China regulator denies it asked foreign banks for executive pay details

China’s securities regulator on Tuesday denied that it and its securities association had asked foreign investment banks for senior executives’ pay details or suggested they implement pay curbs, rejecting media reports.

Bloomberg reported on Friday that Chinese regulators had warned top global banks, during meetings in Shanghai and Beijing this year, against paying their top bankers in China lavishly.

“The reports are not factual,” the China Securities Regulatory Commission (CSRC) said in a statement, adding that no such meetings were held.

The regulator did not specify which reports its statement referred to.

Bloomberg reported that banks, such as Goldman Sachs Group Inc. Credit Suisse Group AG and UBS Group AG, were asked to reduce cash compensation and extend deferred bonuses to three years or more.


As part of President Xi Jinping’s “common prosperity” drive, Beijing is seeking to reduce wealth gaps while curbing disorderly expansion of capital.

China’s securities and fund associations are urging the country’s brokerages and fund houses to set up a sound remuneration system, warning that excessive, or short-term incentives could trigger compliance risks. read more

The CSRC said on Tuesday that the salary guidelines are designed to “prevent institutions from over-incentivising in the short term” and it has not introduced caps or specific measures on how staff are compensated.

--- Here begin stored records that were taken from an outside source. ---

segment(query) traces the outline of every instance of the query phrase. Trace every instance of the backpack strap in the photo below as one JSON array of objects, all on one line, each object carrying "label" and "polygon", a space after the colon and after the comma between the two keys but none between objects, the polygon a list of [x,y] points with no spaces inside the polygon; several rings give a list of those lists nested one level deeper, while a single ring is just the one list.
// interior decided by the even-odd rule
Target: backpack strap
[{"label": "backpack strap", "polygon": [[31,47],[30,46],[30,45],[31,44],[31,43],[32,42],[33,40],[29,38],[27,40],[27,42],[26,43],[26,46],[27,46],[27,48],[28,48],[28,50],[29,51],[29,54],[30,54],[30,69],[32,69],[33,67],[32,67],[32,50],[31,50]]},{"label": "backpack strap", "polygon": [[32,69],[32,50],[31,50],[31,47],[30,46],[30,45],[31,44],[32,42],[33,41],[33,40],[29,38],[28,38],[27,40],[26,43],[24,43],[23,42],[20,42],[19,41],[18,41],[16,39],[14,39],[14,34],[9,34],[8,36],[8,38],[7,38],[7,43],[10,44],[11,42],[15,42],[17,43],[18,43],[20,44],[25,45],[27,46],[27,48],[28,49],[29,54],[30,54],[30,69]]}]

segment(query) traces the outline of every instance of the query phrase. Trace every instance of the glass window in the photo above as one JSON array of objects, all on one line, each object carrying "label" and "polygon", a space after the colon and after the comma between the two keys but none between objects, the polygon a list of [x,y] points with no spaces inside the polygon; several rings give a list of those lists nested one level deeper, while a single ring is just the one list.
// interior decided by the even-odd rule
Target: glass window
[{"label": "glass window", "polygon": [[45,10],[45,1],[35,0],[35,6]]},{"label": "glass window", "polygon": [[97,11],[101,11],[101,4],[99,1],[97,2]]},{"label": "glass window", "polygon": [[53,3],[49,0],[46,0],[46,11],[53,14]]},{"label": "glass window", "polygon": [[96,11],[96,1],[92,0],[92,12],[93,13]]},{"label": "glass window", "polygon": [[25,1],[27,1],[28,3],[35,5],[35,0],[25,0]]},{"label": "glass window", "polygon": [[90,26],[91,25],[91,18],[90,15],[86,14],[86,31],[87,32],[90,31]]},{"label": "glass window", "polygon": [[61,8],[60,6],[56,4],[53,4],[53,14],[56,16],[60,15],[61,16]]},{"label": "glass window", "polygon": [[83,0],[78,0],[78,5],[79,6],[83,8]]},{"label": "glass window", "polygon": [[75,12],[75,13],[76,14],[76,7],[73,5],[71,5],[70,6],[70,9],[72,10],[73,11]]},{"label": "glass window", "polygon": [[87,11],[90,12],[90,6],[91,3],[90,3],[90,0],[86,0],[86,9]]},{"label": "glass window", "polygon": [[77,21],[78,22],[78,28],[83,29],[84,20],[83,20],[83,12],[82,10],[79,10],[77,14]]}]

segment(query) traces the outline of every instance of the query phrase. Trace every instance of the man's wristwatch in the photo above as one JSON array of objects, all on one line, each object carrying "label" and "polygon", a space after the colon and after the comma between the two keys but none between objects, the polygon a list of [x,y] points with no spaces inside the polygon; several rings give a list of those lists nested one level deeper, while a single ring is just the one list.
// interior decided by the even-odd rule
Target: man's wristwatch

“The CSRC fully respects the discretionary business decision-making of financial institutions,” the regulator said.

Opening sector

Wall Street banks have been aggressively hiring in China, which has allowed majority and fully foreign-owned investment banks and fund management companies to operate onshore as part of its broader opening of a financial services sector worth trillions of dollars.

Eleven foreign firms have managed to take majority or full control of their China units, the CSRC said.

Goldman Sachs and J.P. Morgan are among Western banks moving toward full ownership of their China securities businesses.